Hidayatullah.com– Guru Besar Hukum Internasional Universitas Indonesia (UI), Hikmahanto Juwana, mengungkapkan, penandatanganan Head of Agreement (HoA) dengan Freeport McMoran perlu disambut baik. Namun, kata dia, tidak perlu dianggap sebagai suatu kemenangan bagi Indonesia. Terlebih lagi untuk memunculkan euforia di masyarakat.
Ia memaparkan beberapa alasannya dari sudut pandang hukum. Pertama, kata dia, HoA bukanlah perjanjian jual beli saham melainkan perjanjian payung, sehingga mengatur hal-hal prinsip saja. HoA akan ditindaklanjuti dengan sejumlah perjanjian.
“Perjanjian yang harus dilakukan untuk benar-benar pemerintah memiliki 51% adalah Perjanjian Jual Beli Participating Rights antara Rio Rinto dengan Pemerintah yang nantinya dikonversi menjadi saham sebesar 40% di PT FI. Lalu perjanjian jual beli saham antara Pemerintah dengan Freeport McMoran sejumlah 5,4%,” jelasnya dalam siaran pers kepada hidayatullah.com Jakarta, baru-baru ini.
Ia menegaskan, perjanjian-perjanjian di atas harus benar-benar dicermati.
“Karena bagi lawyer ada adagium yang mengatakan ‘the devil is on the detail’ (setannya ada di masalah detail). Kerap bagi negosiator Indonesia mereka akan cukup puas dengan hal-hal yang umum saja,” ungkapnya.
Baca: Politisi PAN: Soal Freeport, Pencitraan Oknum Pemerintah Sangat Kelewatan
Alasan yang kedua, lanjutnya, muncul sebuah pertanyaan, berapa harga yang disepakati untuk membeli Participating Rights di Rio Tinto dan saham yang dimiliki oleh Freeport McMoran. Pertanyaan ini muncul karena bila konsesi tidak diperpanjang hingga 2021, maka tentu harga akan lebih murah ketimbang bila konsesi mendapat perpanjangan hingga tahun 2041.

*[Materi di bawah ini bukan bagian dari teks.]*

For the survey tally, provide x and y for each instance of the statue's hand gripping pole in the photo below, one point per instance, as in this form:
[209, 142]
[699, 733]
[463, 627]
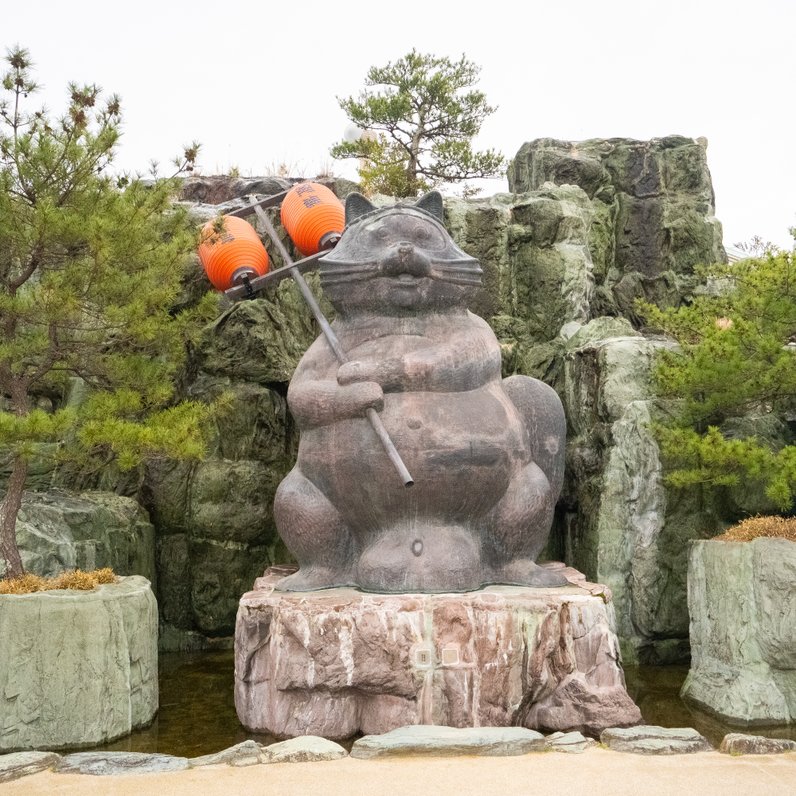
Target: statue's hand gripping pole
[334, 343]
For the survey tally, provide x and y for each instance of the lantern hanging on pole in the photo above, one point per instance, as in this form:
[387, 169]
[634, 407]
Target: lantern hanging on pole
[313, 217]
[231, 252]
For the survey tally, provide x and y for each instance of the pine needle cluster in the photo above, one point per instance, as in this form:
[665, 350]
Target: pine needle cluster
[73, 579]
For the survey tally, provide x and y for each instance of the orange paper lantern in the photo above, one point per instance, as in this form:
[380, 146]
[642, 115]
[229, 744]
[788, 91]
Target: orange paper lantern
[313, 217]
[230, 254]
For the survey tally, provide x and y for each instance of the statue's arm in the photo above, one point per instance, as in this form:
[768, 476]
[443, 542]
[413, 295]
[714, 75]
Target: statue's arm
[316, 400]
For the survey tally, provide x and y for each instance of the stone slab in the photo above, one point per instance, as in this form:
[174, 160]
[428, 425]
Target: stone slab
[571, 742]
[77, 668]
[432, 740]
[246, 753]
[112, 763]
[20, 764]
[340, 662]
[737, 743]
[653, 740]
[304, 749]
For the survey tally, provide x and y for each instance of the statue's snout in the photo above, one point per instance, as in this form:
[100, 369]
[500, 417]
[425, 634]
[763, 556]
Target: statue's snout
[404, 258]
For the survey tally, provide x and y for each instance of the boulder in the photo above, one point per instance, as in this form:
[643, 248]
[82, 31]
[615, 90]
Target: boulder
[77, 668]
[246, 753]
[59, 530]
[625, 527]
[317, 662]
[304, 749]
[742, 602]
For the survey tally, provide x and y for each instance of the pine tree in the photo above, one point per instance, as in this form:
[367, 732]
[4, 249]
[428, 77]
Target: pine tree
[736, 356]
[419, 120]
[90, 265]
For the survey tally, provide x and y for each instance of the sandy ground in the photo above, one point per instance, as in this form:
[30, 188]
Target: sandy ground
[597, 770]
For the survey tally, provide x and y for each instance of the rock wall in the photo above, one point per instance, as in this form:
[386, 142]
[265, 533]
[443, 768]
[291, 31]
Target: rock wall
[742, 597]
[59, 530]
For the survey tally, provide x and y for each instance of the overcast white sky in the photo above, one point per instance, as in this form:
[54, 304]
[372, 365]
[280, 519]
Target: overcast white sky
[255, 82]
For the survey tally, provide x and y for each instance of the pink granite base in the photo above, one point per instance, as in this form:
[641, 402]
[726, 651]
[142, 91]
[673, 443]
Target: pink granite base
[341, 662]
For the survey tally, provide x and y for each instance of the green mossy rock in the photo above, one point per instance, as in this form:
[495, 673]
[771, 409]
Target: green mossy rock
[57, 531]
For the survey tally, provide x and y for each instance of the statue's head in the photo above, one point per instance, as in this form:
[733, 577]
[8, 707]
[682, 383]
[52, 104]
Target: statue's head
[397, 260]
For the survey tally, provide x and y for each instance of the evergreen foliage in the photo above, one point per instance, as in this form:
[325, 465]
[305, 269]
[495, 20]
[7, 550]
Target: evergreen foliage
[419, 119]
[90, 265]
[736, 357]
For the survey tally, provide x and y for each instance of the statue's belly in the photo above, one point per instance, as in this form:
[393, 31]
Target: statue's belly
[461, 448]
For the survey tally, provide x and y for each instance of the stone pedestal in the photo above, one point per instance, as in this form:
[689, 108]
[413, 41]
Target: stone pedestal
[77, 668]
[339, 662]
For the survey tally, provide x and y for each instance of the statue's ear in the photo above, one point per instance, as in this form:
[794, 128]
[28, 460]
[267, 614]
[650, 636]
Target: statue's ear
[355, 206]
[432, 203]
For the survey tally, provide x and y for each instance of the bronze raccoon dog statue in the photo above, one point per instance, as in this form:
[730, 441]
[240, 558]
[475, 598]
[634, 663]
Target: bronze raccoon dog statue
[486, 453]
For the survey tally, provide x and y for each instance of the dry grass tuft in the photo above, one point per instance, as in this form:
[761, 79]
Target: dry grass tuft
[755, 527]
[75, 579]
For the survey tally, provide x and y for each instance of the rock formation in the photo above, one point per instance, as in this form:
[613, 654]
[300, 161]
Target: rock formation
[742, 600]
[589, 226]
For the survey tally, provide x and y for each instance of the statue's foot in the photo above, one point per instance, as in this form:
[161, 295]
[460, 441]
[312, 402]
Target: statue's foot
[313, 579]
[524, 572]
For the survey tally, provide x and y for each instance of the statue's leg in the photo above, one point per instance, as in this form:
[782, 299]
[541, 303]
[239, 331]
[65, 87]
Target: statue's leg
[315, 533]
[519, 527]
[541, 409]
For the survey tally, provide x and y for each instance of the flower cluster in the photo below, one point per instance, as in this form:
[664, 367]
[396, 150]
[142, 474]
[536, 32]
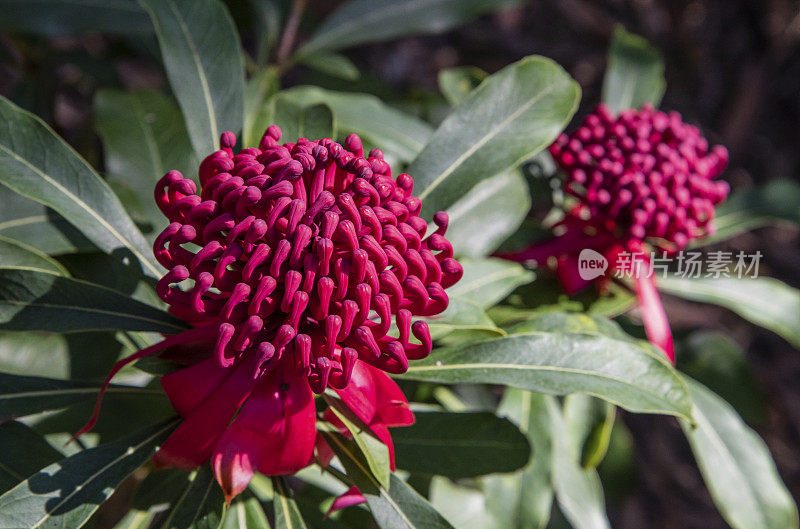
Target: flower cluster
[291, 265]
[644, 172]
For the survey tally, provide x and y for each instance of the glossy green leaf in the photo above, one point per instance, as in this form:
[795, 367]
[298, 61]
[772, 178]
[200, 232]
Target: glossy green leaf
[745, 210]
[737, 466]
[635, 73]
[37, 300]
[374, 451]
[456, 84]
[487, 281]
[67, 493]
[715, 360]
[143, 137]
[591, 421]
[38, 164]
[510, 117]
[64, 17]
[525, 499]
[201, 505]
[23, 219]
[23, 452]
[462, 315]
[245, 513]
[258, 90]
[135, 520]
[360, 21]
[631, 374]
[395, 132]
[287, 515]
[460, 445]
[764, 301]
[40, 353]
[396, 507]
[25, 395]
[15, 253]
[205, 66]
[578, 491]
[334, 64]
[298, 119]
[463, 506]
[488, 214]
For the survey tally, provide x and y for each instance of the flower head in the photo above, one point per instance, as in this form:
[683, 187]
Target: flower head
[646, 173]
[291, 265]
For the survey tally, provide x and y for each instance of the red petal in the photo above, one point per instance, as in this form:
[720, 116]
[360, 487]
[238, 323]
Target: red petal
[235, 459]
[655, 320]
[352, 497]
[191, 444]
[393, 409]
[277, 426]
[187, 388]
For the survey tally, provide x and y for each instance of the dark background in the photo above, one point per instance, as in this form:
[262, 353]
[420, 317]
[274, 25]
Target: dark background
[732, 67]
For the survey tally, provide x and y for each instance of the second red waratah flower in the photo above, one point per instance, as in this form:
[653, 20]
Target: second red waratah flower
[290, 266]
[641, 178]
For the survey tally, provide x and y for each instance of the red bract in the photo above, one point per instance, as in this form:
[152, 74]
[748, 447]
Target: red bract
[291, 265]
[642, 177]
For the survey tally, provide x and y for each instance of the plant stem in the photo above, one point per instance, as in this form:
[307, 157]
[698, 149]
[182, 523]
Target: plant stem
[290, 32]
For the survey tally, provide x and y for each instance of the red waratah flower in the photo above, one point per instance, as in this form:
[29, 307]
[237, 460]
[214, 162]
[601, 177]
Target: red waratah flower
[290, 266]
[642, 177]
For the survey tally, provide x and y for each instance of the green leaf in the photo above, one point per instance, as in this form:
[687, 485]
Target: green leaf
[764, 301]
[360, 21]
[67, 493]
[396, 507]
[287, 515]
[334, 64]
[393, 131]
[488, 214]
[38, 164]
[40, 353]
[23, 395]
[460, 445]
[737, 466]
[591, 421]
[201, 505]
[32, 299]
[462, 315]
[510, 117]
[23, 452]
[775, 202]
[525, 499]
[487, 281]
[245, 513]
[135, 520]
[635, 73]
[715, 360]
[23, 219]
[631, 374]
[463, 506]
[205, 66]
[258, 90]
[579, 492]
[298, 119]
[143, 137]
[456, 84]
[15, 253]
[374, 451]
[64, 17]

“Hingga saat ini belum jelas apakah pemerintah akan memperpanjang konsesi PT FI atau tidak. Untuk hal ini menjadi pertanyaan apakah pemerintah pasca 2019 (bila ada perubahan) akan merasa terikat dengan HoA yang ditandatangani atau tidak,” ujarnya.
Baca: INDEF: HoA Tak Berarti Freeport Telah Penuhi Kewajiban Divestasi
Alasan yang ketiga, hal yang perlu diperhatikan, menurutnya, adalah pengaturan pengambil keputusan di Rapat Umum Pemegang Saham (RUPS). Apakah ada ketentuan untuk sahnya kehadiran dan pengambilan keputusan harus dilakukan minimal 51%+1, bahkan lebih. “Bila demikian, meski pemerintah mayoritas, namun pengendalian perusahaan masih ada di tangan Freeport McMoran,” terangnya.
Terlebih lagi bila saham yang dimiliki oleh Freeport McMoran adalah saham istimewa yang tanpa kehadirannya, maka RUPS tidak akan kuorum. Juga bila penunjukan Direksi dan Komisaris harus tanpa keberatan dari Freeport McMoran.
Baca: Indonesia Negara Berdaulat, Freeport Harus Patuh UU Minerba
Alasan yang keempat, masih kata Hikmahanto mempertanyakan, bila pemerintah telah menjadi pemegang saham di PT FI dan ada keputusan RUPS untuk meningkatkan modal serta karena satu dan lain hal pemerintah tidak dapat melakukan penyetoran, apakah kepemilikan saham pemerintah akan terdelusi, sehingga besaran 51% akan turun?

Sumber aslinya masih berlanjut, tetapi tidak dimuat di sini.